Poi ci fermammo pochi minuti in viale Vittorio Veneto, a circa un paio di chilometri da casa, dove c’era da sempre il punto di ritrovo di tutta la nostra famiglia e dove il nonno era solito andare ogni mattina e pomeriggio a passare del tempo con i suoi amici. Se non ricordo male, quella sera ordinammo una pizza a domicilio e mangiammo a tavola io, mia sorella, nonno e papà.

[...] I lunghi anni di galera ci avevano privato della naturalezza, della banalità dei gesti, dell’abitudine ai luoghi comuni che si vivono in famiglia. Per certi versi, eravamo perfetti estranei e a volte anche in soggezione. Finita la cena, mio nonno andò a dormire in camera sua, noi andammo a dormire insieme nel lettone: papà un gigante, al centro, mia sorella e io ai lati abbracciate a lui. Oggi, ripensando a quei momenti di gioia e felicità, l’amarezza si insinua nel mio animo.
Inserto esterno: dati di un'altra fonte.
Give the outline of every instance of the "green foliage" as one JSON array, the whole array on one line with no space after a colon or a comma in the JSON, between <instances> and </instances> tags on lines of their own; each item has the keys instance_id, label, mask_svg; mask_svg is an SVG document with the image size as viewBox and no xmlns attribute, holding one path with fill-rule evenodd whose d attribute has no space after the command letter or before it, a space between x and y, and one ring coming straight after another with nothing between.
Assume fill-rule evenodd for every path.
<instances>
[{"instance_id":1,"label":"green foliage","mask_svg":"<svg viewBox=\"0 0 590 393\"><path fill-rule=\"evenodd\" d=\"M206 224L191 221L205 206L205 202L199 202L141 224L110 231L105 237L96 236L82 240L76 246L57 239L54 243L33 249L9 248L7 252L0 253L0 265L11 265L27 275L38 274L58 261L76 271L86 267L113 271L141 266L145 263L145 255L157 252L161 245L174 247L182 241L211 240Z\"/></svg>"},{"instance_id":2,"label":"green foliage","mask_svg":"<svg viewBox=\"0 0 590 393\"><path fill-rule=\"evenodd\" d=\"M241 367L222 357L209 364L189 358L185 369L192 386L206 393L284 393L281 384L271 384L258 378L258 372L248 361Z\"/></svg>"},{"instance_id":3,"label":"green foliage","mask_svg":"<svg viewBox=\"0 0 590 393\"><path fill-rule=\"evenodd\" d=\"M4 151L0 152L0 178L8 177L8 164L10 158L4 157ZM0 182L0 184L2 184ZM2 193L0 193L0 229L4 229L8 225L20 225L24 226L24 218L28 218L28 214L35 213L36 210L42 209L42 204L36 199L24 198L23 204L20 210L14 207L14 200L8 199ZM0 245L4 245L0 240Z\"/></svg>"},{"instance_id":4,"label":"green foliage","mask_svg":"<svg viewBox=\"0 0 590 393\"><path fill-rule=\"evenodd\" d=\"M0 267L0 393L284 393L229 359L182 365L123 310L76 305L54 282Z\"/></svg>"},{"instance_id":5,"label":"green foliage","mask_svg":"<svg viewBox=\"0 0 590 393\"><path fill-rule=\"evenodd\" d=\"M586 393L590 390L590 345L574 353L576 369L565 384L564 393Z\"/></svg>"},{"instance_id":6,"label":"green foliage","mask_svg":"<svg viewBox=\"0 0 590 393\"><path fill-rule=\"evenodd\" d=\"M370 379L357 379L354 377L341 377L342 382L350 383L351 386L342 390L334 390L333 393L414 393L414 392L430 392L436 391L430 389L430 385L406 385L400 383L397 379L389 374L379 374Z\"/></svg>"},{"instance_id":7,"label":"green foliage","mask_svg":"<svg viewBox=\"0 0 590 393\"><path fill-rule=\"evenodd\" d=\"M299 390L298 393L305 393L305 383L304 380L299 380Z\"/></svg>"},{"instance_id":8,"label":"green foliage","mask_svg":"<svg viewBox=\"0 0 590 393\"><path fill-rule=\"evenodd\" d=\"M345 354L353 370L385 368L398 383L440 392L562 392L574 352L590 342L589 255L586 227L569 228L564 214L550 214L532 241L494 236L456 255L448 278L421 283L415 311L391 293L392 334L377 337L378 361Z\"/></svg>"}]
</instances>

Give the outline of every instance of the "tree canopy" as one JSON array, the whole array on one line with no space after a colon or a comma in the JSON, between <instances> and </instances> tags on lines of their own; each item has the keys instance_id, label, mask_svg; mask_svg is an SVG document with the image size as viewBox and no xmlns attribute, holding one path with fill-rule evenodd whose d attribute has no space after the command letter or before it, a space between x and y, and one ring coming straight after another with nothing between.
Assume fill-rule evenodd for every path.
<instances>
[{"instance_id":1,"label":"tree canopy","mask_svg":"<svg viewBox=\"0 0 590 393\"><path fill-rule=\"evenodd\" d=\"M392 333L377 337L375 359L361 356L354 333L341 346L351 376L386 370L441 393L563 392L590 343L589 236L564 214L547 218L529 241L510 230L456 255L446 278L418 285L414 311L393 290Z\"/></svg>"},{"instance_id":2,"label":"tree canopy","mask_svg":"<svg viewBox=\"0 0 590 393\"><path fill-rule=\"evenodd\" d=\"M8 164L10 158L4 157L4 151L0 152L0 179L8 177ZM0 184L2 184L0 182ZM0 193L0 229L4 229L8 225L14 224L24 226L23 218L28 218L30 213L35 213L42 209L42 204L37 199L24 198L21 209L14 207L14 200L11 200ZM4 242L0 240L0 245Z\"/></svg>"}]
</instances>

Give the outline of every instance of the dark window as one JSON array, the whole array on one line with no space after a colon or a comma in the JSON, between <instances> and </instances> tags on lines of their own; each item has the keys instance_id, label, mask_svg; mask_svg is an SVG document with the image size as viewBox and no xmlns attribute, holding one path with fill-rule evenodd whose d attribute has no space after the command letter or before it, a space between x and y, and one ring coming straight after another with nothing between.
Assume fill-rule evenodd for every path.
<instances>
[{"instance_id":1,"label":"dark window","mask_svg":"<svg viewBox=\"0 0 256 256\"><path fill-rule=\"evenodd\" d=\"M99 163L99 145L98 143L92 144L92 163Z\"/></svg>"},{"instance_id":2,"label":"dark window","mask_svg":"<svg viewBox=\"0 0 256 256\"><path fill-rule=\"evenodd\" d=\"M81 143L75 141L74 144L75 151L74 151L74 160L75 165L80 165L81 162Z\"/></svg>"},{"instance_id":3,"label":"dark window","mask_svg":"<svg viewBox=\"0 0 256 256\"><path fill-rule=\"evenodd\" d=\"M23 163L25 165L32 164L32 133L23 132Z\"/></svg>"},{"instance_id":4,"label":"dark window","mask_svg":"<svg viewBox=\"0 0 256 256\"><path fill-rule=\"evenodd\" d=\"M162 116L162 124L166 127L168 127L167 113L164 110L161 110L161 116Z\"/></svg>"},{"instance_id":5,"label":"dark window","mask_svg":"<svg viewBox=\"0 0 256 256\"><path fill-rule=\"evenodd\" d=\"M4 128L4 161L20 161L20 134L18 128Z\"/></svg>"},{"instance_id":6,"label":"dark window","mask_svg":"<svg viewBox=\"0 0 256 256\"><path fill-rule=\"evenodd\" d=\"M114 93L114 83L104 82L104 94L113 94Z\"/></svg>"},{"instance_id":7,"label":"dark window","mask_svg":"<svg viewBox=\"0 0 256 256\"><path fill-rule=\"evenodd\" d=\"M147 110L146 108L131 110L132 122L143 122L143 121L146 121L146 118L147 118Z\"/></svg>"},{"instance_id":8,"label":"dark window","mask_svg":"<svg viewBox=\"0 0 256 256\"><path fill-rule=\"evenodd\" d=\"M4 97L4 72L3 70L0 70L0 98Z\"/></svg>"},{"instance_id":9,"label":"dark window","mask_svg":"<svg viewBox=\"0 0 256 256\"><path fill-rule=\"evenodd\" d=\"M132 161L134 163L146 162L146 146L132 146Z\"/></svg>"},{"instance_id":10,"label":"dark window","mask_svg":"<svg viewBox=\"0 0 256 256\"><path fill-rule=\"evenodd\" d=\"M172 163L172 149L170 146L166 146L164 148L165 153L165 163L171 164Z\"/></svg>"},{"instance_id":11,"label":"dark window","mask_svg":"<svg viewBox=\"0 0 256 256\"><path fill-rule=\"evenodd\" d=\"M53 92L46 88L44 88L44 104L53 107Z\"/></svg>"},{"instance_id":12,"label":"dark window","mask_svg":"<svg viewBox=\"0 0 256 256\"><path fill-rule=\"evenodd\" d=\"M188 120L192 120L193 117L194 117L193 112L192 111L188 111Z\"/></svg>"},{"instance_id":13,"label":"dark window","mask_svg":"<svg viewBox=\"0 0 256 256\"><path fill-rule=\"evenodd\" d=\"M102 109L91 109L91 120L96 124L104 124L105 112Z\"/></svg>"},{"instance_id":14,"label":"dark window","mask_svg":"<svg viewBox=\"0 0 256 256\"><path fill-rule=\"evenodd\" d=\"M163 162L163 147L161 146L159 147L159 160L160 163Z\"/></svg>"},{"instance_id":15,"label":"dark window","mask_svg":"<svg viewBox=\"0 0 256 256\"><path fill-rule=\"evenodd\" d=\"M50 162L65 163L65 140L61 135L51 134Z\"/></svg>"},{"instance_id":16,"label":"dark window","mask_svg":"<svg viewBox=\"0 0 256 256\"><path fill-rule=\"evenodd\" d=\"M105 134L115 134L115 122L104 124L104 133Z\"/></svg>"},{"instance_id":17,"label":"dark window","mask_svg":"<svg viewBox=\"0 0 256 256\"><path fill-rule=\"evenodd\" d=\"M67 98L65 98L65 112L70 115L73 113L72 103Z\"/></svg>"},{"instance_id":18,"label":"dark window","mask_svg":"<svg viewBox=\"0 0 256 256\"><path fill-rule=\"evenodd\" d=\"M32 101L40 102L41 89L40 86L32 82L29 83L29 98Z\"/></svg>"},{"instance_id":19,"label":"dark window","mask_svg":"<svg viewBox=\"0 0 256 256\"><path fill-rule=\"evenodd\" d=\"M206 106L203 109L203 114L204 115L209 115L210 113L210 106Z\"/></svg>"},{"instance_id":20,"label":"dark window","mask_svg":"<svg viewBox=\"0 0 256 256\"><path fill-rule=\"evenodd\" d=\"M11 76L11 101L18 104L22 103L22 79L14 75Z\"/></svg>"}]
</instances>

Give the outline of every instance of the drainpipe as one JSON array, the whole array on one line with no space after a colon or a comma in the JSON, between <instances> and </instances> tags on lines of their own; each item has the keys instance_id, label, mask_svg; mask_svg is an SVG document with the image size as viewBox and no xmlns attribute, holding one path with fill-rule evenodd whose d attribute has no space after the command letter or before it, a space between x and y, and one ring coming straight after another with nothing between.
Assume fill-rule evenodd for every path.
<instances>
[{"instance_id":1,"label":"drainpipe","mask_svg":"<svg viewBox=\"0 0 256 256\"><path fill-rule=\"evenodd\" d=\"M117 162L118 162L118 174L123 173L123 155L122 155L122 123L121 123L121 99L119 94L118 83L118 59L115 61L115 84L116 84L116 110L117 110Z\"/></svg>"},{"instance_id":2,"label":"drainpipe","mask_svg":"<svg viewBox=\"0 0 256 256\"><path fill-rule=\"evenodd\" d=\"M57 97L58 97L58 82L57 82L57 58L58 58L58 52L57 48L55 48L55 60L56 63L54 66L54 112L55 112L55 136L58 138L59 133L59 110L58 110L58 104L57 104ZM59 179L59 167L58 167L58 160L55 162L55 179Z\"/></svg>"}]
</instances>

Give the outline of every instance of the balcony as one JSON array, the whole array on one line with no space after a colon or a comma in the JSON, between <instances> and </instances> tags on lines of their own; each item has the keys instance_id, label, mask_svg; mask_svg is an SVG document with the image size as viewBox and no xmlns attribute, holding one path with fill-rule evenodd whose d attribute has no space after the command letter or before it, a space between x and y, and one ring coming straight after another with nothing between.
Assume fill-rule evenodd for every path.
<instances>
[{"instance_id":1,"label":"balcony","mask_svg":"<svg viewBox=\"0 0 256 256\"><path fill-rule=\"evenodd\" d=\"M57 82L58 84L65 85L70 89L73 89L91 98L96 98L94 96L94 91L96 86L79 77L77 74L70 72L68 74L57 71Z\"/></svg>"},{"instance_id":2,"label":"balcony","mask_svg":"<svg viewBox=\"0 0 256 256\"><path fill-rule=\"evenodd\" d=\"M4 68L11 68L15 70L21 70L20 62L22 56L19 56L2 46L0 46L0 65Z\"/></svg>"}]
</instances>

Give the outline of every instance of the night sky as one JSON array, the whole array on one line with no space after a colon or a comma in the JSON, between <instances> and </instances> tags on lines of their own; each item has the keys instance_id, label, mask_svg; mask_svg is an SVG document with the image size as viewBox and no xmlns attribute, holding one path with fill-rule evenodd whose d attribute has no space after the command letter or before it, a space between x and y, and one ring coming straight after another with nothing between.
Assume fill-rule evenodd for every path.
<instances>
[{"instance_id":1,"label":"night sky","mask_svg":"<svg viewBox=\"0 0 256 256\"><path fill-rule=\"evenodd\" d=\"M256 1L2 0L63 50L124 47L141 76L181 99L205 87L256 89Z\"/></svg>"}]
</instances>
Rivedo il lenzuolo che mio padre portò fino alla bocca nonostante le temperature non lo richiedessero, il dormire fermo immobile come se fosse privo di vita. Con i miei quattordici anni guardavo stranita quei comportamenti, oggi a quarant’anni li ricordo con somma tristezza e tanta consapevolezza. Pensando ai duri regimi carcerari sento un’immensa angoscia che mi ferma a tratti il respiro, e mi chiedo chissà quante volte il mio gigante buono ha patito il freddo e la paura durante le sere dei lunghi undici anni passati lì dentro.